The whole thing is so weird. It's not how this was supposed to go. And so we all just sit there.

“Butterscotch?” Mr. Webster holds one out.

Mom takes it. “Thank you.”

“Can I have another one?” Scoop asks. Mr. Webster hands one to him. He curls up in Mom's lap and leans back, too, to watch the clouds.

Now there's one that looks like the state of Oklahoma.

“You want one, too?” Mr. Webster pulls another candy from his pocket. He's like one of those magicians pulling scarves out of a sleeve. How many candies could he possibly have in there?

I take it and look up, right as Oklahoma changes into an alligator in a top hat. I say so. And that makes Scoop laugh. And the candy tastes good.

And for some reason that doesn't make sense, it helps.

 

Surprises always come in bunches, Mom says.

When we get back to the shelter, Aunt Becka's there with a fresh bruise on her cheek and box of our stuff in her arms. My garage sale toaster is balanced on top.

Aunt Becka sets it down in room five, takes Mom's hand, and walks with her to the library. They talk in quiet voices. A lot quieter than last time.

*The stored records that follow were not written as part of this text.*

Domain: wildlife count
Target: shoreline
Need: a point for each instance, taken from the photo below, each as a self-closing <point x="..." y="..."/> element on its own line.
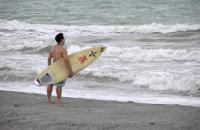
<point x="31" y="111"/>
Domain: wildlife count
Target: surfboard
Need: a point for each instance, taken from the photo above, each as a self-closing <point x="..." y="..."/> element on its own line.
<point x="57" y="71"/>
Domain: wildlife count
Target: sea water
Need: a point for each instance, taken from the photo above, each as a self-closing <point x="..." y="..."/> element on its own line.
<point x="152" y="56"/>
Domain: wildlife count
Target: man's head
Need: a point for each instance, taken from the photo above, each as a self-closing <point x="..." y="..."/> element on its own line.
<point x="60" y="39"/>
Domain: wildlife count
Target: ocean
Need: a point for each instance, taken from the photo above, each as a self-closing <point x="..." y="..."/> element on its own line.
<point x="152" y="56"/>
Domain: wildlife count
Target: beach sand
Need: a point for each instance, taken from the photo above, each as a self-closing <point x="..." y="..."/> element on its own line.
<point x="22" y="111"/>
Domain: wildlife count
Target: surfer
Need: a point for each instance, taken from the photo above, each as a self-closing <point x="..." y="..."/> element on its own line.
<point x="57" y="52"/>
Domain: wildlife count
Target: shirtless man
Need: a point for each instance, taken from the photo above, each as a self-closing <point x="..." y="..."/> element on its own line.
<point x="58" y="51"/>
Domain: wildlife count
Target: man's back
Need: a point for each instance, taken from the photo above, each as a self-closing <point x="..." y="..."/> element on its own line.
<point x="57" y="52"/>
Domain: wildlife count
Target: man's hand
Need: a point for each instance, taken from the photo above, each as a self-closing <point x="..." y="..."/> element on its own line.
<point x="71" y="74"/>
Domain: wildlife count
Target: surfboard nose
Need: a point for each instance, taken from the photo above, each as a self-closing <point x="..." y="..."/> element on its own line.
<point x="103" y="49"/>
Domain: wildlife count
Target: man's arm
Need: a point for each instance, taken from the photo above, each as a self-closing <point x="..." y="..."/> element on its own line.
<point x="49" y="58"/>
<point x="67" y="62"/>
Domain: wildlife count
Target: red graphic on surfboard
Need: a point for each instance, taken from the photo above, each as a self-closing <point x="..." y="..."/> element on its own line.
<point x="82" y="59"/>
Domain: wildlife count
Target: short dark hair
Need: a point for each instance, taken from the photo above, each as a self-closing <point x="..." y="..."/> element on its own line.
<point x="59" y="37"/>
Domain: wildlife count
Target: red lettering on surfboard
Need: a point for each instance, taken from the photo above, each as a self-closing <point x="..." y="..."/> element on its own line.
<point x="82" y="59"/>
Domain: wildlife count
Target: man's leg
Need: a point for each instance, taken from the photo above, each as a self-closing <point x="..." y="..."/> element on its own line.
<point x="59" y="94"/>
<point x="49" y="91"/>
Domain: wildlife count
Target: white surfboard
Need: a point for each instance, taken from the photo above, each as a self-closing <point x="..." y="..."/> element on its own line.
<point x="58" y="72"/>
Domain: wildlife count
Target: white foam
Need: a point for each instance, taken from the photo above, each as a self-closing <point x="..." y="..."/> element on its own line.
<point x="74" y="30"/>
<point x="108" y="95"/>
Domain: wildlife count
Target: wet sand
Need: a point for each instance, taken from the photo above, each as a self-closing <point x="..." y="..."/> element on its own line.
<point x="21" y="111"/>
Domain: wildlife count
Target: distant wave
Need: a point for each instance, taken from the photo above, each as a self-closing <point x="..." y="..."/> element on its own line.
<point x="155" y="81"/>
<point x="96" y="29"/>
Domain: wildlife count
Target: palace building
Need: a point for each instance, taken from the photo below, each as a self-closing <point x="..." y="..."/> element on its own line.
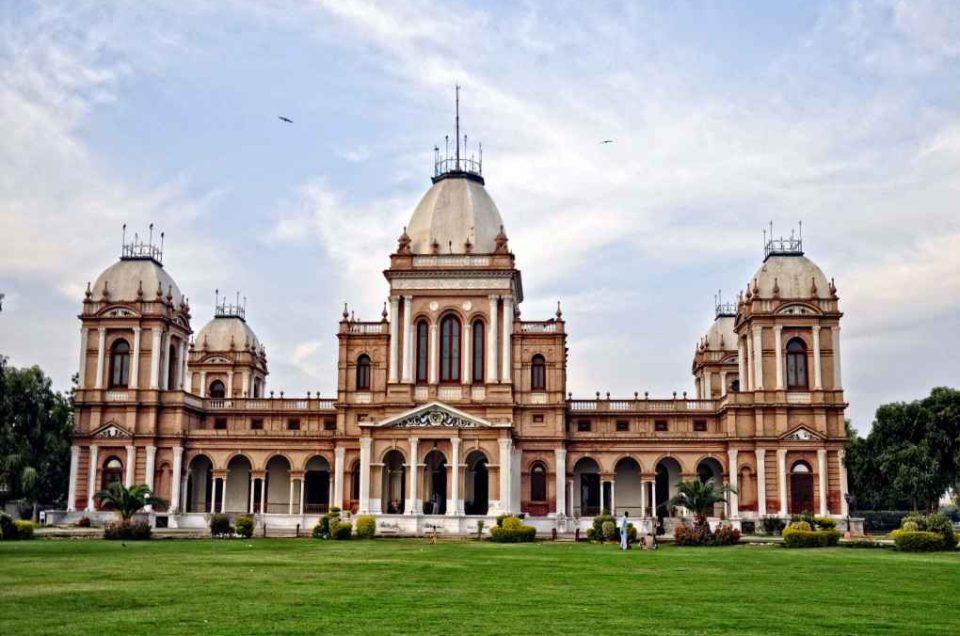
<point x="451" y="408"/>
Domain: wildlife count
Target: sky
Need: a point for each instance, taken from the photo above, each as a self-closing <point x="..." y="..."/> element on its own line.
<point x="725" y="116"/>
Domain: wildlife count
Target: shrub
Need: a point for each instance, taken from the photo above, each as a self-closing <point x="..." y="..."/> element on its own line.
<point x="773" y="525"/>
<point x="244" y="526"/>
<point x="917" y="540"/>
<point x="220" y="525"/>
<point x="366" y="527"/>
<point x="798" y="537"/>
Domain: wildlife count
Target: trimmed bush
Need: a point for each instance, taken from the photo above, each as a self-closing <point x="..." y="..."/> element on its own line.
<point x="244" y="526"/>
<point x="366" y="527"/>
<point x="513" y="531"/>
<point x="797" y="537"/>
<point x="220" y="525"/>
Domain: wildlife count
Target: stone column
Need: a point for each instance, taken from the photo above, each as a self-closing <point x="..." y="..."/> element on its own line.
<point x="339" y="458"/>
<point x="101" y="355"/>
<point x="84" y="335"/>
<point x="176" y="479"/>
<point x="560" y="478"/>
<point x="72" y="482"/>
<point x="492" y="341"/>
<point x="365" y="448"/>
<point x="778" y="352"/>
<point x="817" y="375"/>
<point x="394" y="339"/>
<point x="761" y="454"/>
<point x="131" y="465"/>
<point x="733" y="472"/>
<point x="822" y="466"/>
<point x="413" y="498"/>
<point x="782" y="479"/>
<point x="507" y="339"/>
<point x="407" y="371"/>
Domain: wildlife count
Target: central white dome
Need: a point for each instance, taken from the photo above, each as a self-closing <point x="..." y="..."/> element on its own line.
<point x="455" y="210"/>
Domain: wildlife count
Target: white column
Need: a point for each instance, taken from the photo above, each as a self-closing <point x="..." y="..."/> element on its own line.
<point x="455" y="502"/>
<point x="817" y="375"/>
<point x="131" y="465"/>
<point x="466" y="354"/>
<point x="434" y="361"/>
<point x="761" y="482"/>
<point x="837" y="384"/>
<point x="506" y="472"/>
<point x="72" y="482"/>
<point x="560" y="477"/>
<point x="101" y="355"/>
<point x="365" y="444"/>
<point x="407" y="371"/>
<point x="84" y="335"/>
<point x="155" y="359"/>
<point x="339" y="458"/>
<point x="822" y="466"/>
<point x="394" y="339"/>
<point x="758" y="355"/>
<point x="505" y="357"/>
<point x="732" y="469"/>
<point x="413" y="499"/>
<point x="782" y="479"/>
<point x="778" y="352"/>
<point x="176" y="479"/>
<point x="492" y="342"/>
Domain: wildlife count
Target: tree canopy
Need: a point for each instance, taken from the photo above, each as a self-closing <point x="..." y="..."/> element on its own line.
<point x="911" y="456"/>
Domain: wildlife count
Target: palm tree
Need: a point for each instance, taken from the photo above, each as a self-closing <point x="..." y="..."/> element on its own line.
<point x="699" y="497"/>
<point x="128" y="501"/>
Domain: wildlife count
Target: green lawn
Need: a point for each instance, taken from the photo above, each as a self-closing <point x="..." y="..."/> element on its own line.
<point x="405" y="586"/>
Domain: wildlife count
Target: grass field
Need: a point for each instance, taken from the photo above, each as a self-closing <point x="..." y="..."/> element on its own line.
<point x="405" y="586"/>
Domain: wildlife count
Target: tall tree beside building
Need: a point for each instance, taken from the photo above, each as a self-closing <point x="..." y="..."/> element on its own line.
<point x="35" y="424"/>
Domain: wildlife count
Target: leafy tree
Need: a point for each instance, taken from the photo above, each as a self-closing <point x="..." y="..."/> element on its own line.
<point x="699" y="497"/>
<point x="35" y="425"/>
<point x="127" y="501"/>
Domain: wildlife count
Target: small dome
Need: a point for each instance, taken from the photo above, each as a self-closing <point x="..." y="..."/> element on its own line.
<point x="127" y="276"/>
<point x="452" y="212"/>
<point x="217" y="335"/>
<point x="720" y="336"/>
<point x="793" y="275"/>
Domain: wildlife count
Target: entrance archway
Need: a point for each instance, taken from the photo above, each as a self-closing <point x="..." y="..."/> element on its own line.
<point x="316" y="481"/>
<point x="476" y="491"/>
<point x="394" y="483"/>
<point x="435" y="483"/>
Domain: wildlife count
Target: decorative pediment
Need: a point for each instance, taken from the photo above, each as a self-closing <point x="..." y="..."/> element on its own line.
<point x="434" y="415"/>
<point x="111" y="430"/>
<point x="801" y="434"/>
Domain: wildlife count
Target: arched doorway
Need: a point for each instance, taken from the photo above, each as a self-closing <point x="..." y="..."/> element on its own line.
<point x="435" y="483"/>
<point x="586" y="479"/>
<point x="628" y="492"/>
<point x="669" y="475"/>
<point x="238" y="485"/>
<point x="476" y="486"/>
<point x="199" y="484"/>
<point x="801" y="488"/>
<point x="394" y="484"/>
<point x="316" y="481"/>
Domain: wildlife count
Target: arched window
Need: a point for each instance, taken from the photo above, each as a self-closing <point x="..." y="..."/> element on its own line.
<point x="423" y="350"/>
<point x="363" y="373"/>
<point x="478" y="350"/>
<point x="538" y="482"/>
<point x="796" y="364"/>
<point x="120" y="364"/>
<point x="217" y="389"/>
<point x="538" y="373"/>
<point x="450" y="349"/>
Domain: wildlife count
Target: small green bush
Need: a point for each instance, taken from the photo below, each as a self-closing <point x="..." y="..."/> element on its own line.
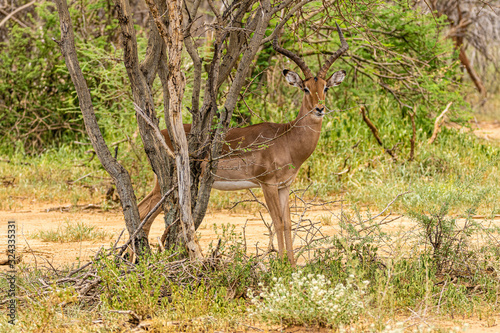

I flop down on the lower bunk, pick up the toaster and loosen the screws that hold the bottom on. It doesn't take much; I didn't tighten them very well last time.

I stare at the connections for less than a minute before I see the problem. It needs to be rewired.

Totally rewired.

With a different kind of circuit. A parallel circuit. And then it should work for years.

How could I have missed it before?

I dig through the box from Aunt Becka's house for some spare wire and get to work.

The great thing about a parallel circuit is how things work out, even when something goes wrong. You can have ten or twelve or even twenty LCD bulbs all strung together, along with an alarm that goes off if a pressure pad gets tripped and makes a connection, and no matter what happens, the electrons manage to make it through. You could have five bulbs burn out and because of the way it's all wired up, there's still a path
for the electrons to travel. They find their way. If there's a roadblock, they find another way.

And things work out.

Chapter Thirty-nine

“We need more of the fruity cans! You there—” A bony finger taps my shoulder.

“It's me, Nonna. Zig.” I put the gravy ladle back in the dish and turn so she can see my face.

She frowns at me for a minute. “What kind of name is Zig?”

I try not to sigh. It used to be our big joke that she's the only person who refused to call me by my nickname. She said it made me sound like a cartoon character and that was no name for such a handsome young man. “It's a nickname. Short for Kirby Zigonski. I like to be called Zig. What was it you needed?”

She looks down at her hands and makes them into the shape they'd be if she were holding a can of food. “Fruity cans. We're out of the fruity cans.”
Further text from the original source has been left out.